Glück ist ein zufälliger Vorgang, ein nicht geplanter oder nicht machbarer Prozess. Man kann hier sogar vom Schicksal reden, der einem ein unvorhersehbares Ereignis vollbringt. Im Glauben des Schicksal und des Glücks haben sich Symbole und Mitbringsel entwickelt, die einem beim Glück haben nachhelfen sollen. Diese Zeichen, Symbole oder Gegenstände werden als Glücksbringer bezeichnet. Ein der ältesten und bekanntesten Glücksbringer in den deutschen Ländern ist wohl das Hufeisen.
Ein Hufeisen ist ein U-förmig gebogenes Eisen, das den Pferden an ihrer Hufen angebracht wird. Das Hufeisen ist eine Art Schutz für die Hufe des Pferdes. Das Hufeisen besteht aus Nagellöchern und wird von einem Hufbeschlagschmied oder einfach nur Hufschmied durchs Aufnageln an der Hufe des Pferdes beschlagen.
Schon seit immer, wurden Pferde als Hilfsmittel des Menschen genutzt und brachten so viele Vorteile mit sich. Sei es als Verkehrsmittel, als Reit- und Zugtiere, als Trägertier, als Kampftier oder als Fleischlieferant, das Pferd erfühlten für den Menschen die verschiedensten Aufgaben. Ein Pferd war dem Menschen teuer und wertvoll, ein Pferdetod war immer eine schwerer Verlust. Menschen versuchten mit allen Mittel das Pferd so gut wie möglich zu schützen und es lange gesund am Leben zu halten.
Schon im alten Ägypten versuchten man das Pferd mit geflochtenen Bast- oder Ledersandalen zu schützen. Diese Pferdeschuhe wurden jeweils mit Stricken und Riemen ans Pferdebein gebunden. Doch die ägyptischen Pferdeschuhe sollten sich als instabil herausstellen und wurden von den Römern ausgebessert. Diese erweiterten die Technik und verwendeten bereits Hufbeschlag aus Bronze oder Eisen, die ebenfalls mir Riemen festgehalten wurden. Doch Scheuerwunden und das Fallen der Hufe stellte noch immer ein Problem dar.
Die idealste Form der Hufeisen sollte das genagelte Hufeisen bilden. Das Hufeisen schütze nun die Hufen und hielt lange an. Die Hufeisen werden bis heute verwendet. Hufeisen wurden wahrscheinlich in den früher Mittelalter erfunden.

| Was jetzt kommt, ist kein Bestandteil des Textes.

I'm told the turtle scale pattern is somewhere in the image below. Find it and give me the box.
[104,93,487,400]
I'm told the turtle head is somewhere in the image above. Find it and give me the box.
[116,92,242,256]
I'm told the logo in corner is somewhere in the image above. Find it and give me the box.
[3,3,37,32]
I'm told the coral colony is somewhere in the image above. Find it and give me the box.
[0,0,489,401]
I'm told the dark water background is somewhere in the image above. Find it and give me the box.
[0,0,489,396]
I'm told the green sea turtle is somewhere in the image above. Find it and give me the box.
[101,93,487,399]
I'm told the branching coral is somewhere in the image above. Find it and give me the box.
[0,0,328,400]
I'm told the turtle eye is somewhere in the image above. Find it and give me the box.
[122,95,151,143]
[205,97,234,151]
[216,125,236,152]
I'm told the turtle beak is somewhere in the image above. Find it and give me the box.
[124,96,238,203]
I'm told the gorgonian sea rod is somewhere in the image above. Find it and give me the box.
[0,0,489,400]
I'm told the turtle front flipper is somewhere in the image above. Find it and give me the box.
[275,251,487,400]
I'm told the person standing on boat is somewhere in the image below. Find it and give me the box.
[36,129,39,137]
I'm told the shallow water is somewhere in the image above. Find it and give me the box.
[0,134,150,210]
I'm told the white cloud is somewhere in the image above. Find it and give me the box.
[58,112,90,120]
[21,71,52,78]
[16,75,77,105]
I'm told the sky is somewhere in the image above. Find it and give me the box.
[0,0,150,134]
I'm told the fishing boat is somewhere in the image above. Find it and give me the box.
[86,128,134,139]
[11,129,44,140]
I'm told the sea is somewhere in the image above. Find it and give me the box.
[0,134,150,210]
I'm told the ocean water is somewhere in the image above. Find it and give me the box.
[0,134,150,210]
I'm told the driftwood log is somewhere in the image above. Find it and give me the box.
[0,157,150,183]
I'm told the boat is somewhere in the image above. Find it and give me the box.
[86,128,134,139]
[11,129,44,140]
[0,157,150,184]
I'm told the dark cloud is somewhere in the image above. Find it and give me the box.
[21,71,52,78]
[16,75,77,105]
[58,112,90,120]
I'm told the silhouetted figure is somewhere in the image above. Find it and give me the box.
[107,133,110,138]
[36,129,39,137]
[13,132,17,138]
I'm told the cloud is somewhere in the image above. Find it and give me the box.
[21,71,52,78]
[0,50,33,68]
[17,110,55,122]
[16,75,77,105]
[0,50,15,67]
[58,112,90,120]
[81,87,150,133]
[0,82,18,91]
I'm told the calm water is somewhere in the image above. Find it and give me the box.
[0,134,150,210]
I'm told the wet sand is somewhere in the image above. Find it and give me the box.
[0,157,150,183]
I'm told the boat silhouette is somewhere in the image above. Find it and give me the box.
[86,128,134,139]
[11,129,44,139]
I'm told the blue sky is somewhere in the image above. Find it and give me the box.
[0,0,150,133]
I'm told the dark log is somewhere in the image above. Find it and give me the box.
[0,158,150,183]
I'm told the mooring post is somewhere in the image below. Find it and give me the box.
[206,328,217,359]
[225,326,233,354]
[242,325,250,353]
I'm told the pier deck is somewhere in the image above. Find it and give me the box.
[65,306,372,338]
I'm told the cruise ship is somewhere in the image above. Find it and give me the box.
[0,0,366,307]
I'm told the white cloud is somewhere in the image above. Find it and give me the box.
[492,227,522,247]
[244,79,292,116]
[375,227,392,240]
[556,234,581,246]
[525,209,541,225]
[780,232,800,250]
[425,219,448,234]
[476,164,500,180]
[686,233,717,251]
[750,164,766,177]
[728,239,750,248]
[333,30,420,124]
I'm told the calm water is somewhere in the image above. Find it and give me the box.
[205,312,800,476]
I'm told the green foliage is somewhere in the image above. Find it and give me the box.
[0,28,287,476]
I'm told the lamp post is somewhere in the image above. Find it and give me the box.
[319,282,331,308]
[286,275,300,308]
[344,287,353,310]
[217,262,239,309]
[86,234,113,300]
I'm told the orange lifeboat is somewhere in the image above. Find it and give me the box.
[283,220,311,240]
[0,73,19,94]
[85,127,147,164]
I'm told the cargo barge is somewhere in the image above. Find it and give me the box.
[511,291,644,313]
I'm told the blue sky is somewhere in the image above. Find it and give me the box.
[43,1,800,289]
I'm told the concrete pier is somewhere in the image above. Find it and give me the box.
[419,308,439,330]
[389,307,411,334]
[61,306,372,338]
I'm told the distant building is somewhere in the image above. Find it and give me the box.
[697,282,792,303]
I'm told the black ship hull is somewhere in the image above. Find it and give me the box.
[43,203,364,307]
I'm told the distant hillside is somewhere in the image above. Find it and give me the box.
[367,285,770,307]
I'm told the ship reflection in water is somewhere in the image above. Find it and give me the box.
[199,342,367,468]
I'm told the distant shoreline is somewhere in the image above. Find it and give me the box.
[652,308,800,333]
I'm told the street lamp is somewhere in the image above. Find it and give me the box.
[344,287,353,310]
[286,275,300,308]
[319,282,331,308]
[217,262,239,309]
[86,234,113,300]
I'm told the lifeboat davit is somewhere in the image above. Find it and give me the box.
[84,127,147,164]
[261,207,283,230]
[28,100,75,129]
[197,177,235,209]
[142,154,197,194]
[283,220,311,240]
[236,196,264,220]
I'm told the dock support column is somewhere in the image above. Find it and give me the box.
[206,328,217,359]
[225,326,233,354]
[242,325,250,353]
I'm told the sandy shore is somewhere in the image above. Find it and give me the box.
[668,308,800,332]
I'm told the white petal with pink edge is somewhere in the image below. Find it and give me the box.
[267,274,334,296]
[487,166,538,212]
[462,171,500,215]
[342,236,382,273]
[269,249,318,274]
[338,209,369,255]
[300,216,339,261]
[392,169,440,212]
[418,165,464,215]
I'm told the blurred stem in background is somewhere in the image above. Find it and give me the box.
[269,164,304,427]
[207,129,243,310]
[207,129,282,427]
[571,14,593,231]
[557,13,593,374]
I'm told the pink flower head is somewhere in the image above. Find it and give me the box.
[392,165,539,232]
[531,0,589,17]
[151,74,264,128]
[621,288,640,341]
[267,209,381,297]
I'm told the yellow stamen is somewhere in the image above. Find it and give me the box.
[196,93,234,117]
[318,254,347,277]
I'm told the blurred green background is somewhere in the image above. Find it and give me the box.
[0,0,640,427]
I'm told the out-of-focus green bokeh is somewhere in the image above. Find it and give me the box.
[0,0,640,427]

Das Hufeisen gilt seitdem als Glückssymbol und Glücksbringer. Dieses Phänomen entstand wahrscheinlich im 12. Jahrhundert. In dieser Epoche fügten Schmiede mit Feuer und Hammer die Hufeisen und legten sie dem Pferd an. Das Arbeiten mit dem Feuer und Metall sah optisch nach funkelnder Magie aus. Unter dem Volk sprach man langsam von einem Wundermetall und einer Zauberkraft, die in den Hufeisen gesiegelt sei. Man glaubte, der Hufeisen mache unverwundbar, schütze einem vor böse Geister und können Naturkatastrophen abwehren. Der Bogen eines Eisens galt als undurchdringlich für alles Böse. So wurde das Hufeisen mit der Öffnung nach unten auf Wände aufgehängt. Oft fand man Hufeisen auf Türen, Eingängen, Kamine und anderen Einrichtungen wieder. Manche Hufeisen werden aber mit der Öffnung nach Oben aufgehängt. Neuzeitlich galt ein gefundenes Hufeisen als Glücksbringer und man solle das Glück bei sich behalten. Würde das gefundene Hufeisen nach unter zeigen, würde das Glück herausfallen.
Das Hufeisen ist bis heute ein Symbol des Glücks. Es ist ein gern gesehener Glücksbringer, sowohl auf dem Lande als auch in Großstädten. Ob in Pferdeställen, in Häusern, im online casino oder auf einer Farm, das Hufeisen bleibt ein Glücksbringer und wird immer mit dem Glück verbunden.